Durante el verano pasado asistí a un curso de inglés para mejorar mi nivel y poder superar la prueba necesaria para acceder a este Máster. Era en el Centro de Linguas da Universidade da Coruña, y el profesor era un irlandés divertidísimo con nombre gaélico, impronunciable en castellano. Las clases estaban planteadas de forma bastante distinta a aquellas a las que había asistido en otra ocasiones y en otras escuelas. La forma de funcionar era: había una pequeña clase ‘magistral’ el tema correspondiente y a partir de ahí se formaban grupos de 4-5 personas, con un captain que hacía las veces de portavoz cuando había que exponer, para desarrollar las tareas que el profesor nos indicaba. Los grupos eran elegidos al azar, pero siempre resultaban heterogéneos en cuanto a nivel de conocimiento del idioma. A pesar de tener un captain, siempre había alguien que por su mayor destreza en la materia sobre la que se estaba trabajando adquiría el rol de líder en el desarrollo de la actividad. Pero la participación e implicación de todos los miembros era real, todos aportábamos y todos alcanzábamos los objetivos marcados.
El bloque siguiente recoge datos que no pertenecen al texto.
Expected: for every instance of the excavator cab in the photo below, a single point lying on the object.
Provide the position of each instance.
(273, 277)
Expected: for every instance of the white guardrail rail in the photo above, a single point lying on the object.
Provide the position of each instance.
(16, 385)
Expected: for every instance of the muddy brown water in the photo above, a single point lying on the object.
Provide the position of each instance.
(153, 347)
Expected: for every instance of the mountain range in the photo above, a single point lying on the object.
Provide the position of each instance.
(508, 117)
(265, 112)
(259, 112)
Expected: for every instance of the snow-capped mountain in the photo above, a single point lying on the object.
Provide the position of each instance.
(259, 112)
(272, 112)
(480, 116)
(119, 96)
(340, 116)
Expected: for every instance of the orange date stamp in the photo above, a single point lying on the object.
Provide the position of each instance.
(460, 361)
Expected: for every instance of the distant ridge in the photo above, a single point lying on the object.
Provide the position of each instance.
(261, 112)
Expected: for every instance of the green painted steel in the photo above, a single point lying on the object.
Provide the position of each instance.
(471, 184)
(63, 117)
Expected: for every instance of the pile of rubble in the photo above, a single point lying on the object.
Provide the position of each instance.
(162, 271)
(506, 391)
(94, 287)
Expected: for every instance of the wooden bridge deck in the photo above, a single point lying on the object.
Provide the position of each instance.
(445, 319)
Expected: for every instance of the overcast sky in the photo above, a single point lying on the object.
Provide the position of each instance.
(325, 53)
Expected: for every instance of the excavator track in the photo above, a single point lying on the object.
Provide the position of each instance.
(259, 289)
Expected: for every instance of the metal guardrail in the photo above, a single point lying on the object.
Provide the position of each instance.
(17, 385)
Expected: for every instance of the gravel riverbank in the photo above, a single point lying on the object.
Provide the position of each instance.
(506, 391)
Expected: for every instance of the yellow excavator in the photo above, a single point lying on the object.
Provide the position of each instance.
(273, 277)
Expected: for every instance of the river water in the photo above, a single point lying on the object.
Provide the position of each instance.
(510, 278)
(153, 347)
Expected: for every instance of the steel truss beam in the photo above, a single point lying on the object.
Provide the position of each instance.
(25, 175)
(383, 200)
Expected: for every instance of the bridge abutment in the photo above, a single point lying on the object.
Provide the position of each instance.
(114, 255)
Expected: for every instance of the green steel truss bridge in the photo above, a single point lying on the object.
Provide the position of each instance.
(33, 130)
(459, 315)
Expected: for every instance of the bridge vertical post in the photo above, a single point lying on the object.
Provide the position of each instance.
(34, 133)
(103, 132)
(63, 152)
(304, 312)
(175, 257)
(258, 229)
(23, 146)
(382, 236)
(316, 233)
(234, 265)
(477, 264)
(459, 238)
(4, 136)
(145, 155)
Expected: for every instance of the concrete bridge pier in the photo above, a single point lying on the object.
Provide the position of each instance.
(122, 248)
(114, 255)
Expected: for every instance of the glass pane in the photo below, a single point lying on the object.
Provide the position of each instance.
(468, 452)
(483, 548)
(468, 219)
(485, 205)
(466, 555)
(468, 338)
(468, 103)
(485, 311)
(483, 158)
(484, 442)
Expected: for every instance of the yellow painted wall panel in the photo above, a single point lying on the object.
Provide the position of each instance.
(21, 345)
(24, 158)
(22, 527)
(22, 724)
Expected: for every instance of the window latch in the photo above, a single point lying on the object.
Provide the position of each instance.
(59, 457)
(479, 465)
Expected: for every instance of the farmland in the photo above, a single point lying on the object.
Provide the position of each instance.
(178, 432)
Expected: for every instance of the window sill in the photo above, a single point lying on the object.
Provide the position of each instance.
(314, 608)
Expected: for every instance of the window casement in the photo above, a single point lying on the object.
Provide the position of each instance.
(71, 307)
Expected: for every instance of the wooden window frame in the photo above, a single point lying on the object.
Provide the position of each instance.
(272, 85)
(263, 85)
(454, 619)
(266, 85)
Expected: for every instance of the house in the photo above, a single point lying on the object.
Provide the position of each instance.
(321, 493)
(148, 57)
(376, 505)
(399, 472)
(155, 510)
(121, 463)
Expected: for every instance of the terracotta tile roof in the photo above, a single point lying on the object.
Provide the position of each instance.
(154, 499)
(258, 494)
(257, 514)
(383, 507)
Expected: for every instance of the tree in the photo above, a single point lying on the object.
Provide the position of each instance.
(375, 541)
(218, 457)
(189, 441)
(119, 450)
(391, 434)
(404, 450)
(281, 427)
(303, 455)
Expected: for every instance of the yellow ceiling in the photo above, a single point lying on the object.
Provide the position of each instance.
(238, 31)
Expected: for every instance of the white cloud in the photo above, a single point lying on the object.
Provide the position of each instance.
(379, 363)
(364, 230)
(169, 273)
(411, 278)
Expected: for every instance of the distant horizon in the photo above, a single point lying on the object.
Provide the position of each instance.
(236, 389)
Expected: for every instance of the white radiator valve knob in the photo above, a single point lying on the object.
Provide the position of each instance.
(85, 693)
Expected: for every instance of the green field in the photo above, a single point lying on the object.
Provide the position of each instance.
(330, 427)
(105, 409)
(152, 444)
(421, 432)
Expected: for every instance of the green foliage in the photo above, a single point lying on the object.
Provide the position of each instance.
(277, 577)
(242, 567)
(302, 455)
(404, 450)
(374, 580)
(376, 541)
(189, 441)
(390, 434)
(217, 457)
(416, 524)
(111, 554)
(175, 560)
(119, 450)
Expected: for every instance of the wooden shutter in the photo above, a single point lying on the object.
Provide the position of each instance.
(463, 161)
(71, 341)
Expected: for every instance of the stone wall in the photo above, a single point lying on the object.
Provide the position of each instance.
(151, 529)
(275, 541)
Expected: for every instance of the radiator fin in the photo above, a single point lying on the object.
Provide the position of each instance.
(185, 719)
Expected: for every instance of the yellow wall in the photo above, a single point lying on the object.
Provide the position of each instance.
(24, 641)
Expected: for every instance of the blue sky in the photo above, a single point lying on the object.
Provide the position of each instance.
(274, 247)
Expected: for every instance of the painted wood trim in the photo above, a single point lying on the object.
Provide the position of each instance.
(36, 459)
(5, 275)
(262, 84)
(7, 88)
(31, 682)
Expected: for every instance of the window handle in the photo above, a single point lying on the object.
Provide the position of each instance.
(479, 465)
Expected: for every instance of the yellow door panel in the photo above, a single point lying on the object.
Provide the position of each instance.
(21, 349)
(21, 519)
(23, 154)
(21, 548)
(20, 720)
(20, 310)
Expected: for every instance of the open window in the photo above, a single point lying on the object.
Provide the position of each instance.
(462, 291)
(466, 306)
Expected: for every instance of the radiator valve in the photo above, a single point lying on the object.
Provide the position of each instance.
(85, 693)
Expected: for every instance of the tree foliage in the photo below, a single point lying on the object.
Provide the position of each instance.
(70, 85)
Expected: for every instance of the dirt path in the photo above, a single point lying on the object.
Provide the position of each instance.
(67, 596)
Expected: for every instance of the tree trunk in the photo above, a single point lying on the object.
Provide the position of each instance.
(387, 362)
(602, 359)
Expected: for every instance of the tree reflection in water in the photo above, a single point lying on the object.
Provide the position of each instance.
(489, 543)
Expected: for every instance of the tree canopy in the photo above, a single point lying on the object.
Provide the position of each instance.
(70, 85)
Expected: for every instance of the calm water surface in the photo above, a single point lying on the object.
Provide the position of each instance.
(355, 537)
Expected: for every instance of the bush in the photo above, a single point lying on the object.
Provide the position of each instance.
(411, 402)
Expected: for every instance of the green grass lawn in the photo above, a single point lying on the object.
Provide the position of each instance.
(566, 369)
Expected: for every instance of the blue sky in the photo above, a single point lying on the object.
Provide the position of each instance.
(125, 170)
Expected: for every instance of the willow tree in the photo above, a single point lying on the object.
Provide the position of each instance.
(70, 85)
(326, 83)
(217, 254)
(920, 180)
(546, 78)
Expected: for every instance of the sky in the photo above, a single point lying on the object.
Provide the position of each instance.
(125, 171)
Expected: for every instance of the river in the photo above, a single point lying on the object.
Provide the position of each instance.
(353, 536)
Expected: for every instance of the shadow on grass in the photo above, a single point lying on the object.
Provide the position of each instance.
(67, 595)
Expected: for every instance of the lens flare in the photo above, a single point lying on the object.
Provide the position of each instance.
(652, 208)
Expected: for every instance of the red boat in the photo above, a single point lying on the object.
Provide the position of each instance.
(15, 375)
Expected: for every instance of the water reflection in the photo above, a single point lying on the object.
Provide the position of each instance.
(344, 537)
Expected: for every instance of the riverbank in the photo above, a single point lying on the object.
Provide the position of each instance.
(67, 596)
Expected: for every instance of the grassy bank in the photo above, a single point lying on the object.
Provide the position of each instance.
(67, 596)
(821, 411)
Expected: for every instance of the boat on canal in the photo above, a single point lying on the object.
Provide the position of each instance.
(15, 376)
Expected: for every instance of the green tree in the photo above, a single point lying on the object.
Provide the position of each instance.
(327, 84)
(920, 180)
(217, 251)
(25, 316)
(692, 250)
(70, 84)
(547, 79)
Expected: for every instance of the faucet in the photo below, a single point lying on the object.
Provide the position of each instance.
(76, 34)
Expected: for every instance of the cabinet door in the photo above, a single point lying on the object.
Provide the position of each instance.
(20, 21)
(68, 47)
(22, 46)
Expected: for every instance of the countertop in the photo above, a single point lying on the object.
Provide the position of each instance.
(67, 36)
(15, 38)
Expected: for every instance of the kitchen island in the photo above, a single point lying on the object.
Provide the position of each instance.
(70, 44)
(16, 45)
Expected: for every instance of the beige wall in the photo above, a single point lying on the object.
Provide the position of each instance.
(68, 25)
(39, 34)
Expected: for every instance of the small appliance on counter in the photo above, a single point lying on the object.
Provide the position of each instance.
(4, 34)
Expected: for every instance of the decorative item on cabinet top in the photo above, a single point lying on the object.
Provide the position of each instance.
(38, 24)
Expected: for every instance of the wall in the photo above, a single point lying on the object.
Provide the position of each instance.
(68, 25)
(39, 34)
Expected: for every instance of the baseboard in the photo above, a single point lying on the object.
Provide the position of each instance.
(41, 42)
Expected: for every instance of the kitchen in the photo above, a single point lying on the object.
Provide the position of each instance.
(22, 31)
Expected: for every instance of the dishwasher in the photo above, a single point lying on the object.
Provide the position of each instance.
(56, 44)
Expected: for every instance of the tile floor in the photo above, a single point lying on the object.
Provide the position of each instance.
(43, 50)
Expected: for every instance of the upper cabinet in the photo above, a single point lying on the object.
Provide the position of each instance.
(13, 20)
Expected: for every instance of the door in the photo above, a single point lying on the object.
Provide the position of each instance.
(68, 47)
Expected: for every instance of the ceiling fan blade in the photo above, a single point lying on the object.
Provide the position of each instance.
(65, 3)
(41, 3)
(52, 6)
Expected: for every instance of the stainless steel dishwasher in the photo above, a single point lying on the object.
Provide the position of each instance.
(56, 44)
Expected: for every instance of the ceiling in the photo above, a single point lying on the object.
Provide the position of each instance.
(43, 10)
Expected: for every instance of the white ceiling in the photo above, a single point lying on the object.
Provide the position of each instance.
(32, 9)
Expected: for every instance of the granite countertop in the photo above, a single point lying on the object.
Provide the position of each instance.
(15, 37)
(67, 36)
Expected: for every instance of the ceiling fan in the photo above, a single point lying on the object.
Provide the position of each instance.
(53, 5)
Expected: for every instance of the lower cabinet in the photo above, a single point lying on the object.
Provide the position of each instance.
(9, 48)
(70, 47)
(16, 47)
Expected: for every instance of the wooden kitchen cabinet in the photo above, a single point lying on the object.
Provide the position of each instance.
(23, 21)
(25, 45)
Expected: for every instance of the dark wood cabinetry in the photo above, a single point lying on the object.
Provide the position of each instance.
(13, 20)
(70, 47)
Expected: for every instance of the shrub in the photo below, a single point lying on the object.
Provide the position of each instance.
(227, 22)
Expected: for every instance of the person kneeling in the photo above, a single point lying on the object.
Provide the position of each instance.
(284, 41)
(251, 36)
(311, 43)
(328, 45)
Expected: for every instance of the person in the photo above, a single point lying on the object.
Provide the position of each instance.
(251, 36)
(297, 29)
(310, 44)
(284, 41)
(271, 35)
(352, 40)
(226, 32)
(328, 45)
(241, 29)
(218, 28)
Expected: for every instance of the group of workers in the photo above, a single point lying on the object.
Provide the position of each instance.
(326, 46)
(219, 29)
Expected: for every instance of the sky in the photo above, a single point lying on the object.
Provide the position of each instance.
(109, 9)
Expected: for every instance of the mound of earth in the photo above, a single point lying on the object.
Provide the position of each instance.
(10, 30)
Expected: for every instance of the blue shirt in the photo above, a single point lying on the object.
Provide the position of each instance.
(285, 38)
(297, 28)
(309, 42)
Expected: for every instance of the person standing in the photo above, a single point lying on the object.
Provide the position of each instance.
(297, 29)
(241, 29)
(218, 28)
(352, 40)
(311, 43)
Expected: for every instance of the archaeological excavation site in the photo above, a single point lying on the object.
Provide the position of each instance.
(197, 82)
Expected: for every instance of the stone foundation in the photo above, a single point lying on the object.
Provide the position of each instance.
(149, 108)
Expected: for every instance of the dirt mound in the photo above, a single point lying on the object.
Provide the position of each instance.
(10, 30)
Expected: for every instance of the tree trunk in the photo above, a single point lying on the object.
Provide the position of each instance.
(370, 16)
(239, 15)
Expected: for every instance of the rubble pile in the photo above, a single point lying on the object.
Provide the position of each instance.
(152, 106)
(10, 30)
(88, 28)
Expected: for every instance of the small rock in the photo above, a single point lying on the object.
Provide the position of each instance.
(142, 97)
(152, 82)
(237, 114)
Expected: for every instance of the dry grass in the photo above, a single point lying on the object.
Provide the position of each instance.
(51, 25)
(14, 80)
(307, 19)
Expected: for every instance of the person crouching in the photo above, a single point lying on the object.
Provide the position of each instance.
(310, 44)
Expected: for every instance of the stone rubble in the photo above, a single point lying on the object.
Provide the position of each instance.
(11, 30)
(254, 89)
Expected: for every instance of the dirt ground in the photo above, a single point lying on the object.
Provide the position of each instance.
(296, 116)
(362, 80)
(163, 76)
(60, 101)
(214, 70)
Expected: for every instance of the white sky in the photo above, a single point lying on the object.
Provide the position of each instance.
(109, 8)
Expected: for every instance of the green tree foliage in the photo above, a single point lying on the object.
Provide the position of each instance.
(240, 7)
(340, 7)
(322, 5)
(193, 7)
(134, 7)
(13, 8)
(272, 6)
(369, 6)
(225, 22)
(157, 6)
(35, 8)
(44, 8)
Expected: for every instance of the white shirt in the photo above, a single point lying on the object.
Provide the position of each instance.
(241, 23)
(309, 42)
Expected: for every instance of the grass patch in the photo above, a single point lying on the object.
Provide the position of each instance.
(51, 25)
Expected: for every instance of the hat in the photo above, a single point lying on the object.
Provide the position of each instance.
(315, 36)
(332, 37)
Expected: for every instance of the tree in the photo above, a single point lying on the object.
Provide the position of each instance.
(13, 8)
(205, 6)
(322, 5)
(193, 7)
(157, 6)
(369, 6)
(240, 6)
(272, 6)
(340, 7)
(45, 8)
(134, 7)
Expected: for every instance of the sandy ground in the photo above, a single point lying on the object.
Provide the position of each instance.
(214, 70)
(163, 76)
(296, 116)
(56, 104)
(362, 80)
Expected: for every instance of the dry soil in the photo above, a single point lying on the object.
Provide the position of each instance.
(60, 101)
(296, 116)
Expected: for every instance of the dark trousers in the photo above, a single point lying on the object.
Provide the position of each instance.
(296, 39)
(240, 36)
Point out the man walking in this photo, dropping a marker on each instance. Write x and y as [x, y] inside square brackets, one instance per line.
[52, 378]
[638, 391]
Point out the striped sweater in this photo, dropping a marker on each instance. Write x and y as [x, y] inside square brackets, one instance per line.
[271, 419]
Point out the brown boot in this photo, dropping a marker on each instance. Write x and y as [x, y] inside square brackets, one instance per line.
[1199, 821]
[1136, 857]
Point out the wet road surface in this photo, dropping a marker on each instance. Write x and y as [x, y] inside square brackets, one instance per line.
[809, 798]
Cuando se formaban los grupos, el profesor nos estaba dando el poder de organizarnos libremente y nosotros estábamos adquiriendo la responsabilidad de llegar al objetivo marcado a través del grupo. El profesor dejaba de ‘existir’ para convertirse simplemente en el ‘diccionario’ que resolvía nuestras dudas de vocabulario o gramática, cuando no podíamos resolverlas por nosotros mismos, y en el que nos iba a poner la nota al final del curso. Por tanto, mantenía parte de su poder en la clase.
En ese momento, yo sólo era consciente de que esa forma de trabajar, además de ser distinta, era mucho más amena y divertida que las tradicionales que me habían impuesto en otras ocasiones (sin ir más lejos, un año antes, en la Escuela Oficial de Idiomas, en francés, de tal manera que después de más de 10 años sin asistir a una clase de idiomas, me sentí como en el colegio, imponiéndome estar callada, no preguntar a ‘destiempo’, estar atenta a la ‘todopoderosa sabiduría’ de la profesora y hacer mis tareas individualmente y sin copiar del de al lado…). Y para colmo, ¡funcionaba!
A lo mejor no es estrictamente un taller conceptual, según Don Finkel (a nosotros, nos explicaban los contenidos a estudiar, qué eran, para qué servían), pero al leerlo en la parte del libro ‘Dar clase con la boca cerrada’ que ha dejado Alejandro, me lo ha recordado. Era tarea del grupo resolver los ejercicios planteados, entender para qué se usan y en qué situaciones, discutíamos las dudas, resolvíamos aquellas que podíamos, conversábamos sobre lo planteado... y llegábamos a aprenderlo.